No less questionable are the ACCC's strident criticisms of Metcash, the main wholesaler to the independents. Metcash, the ACCC implies, acts as a monopolist, undermining the independents' ability to compete. This is fanciful. Metcash arose from mergers that were approved precisely because they would create a wholesaler large enough and capable of exercising sufficient discipline over retail outlets to achieve scale efficiencies and reverse the precipitous decline in the independents' market share. This is what Metcash has done and has every incentive to do.

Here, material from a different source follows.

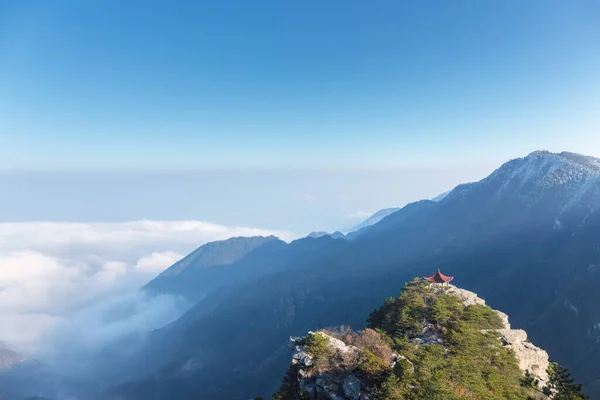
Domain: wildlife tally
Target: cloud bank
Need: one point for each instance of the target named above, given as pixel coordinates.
(59, 281)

The best that can be said is that though the analysis on which it is based is shallower than a Murray dam, GroceryChoice does not seem as harmful as FuelWatch. But surely the public can expect better of the competition regulator. Is the ACCC really incapable of looking at a market without wanting to tinker with it? Why wouldn't the ACCC give frank advice that gimmicks such as GroceryChoice merely waste taxpayers' money?
The ACCC is vital to our economic future; it is important that, like the Productivity Commission, it acts with rigour and independence. Until it does, governments will view it as a soft touch, sure to come up with solutions that are as superficial as they are politically convenient. If the present ACCC allows itself to be reduced to that, it will not only have failed the Australian community but also undermined, perhaps fatally, the standing that the careful and patient work of its predecessors so successfully allowed it to acquire.
Henry Ergas is chairman of Concept Economics, which has provided advice to Woolworths on economic issues.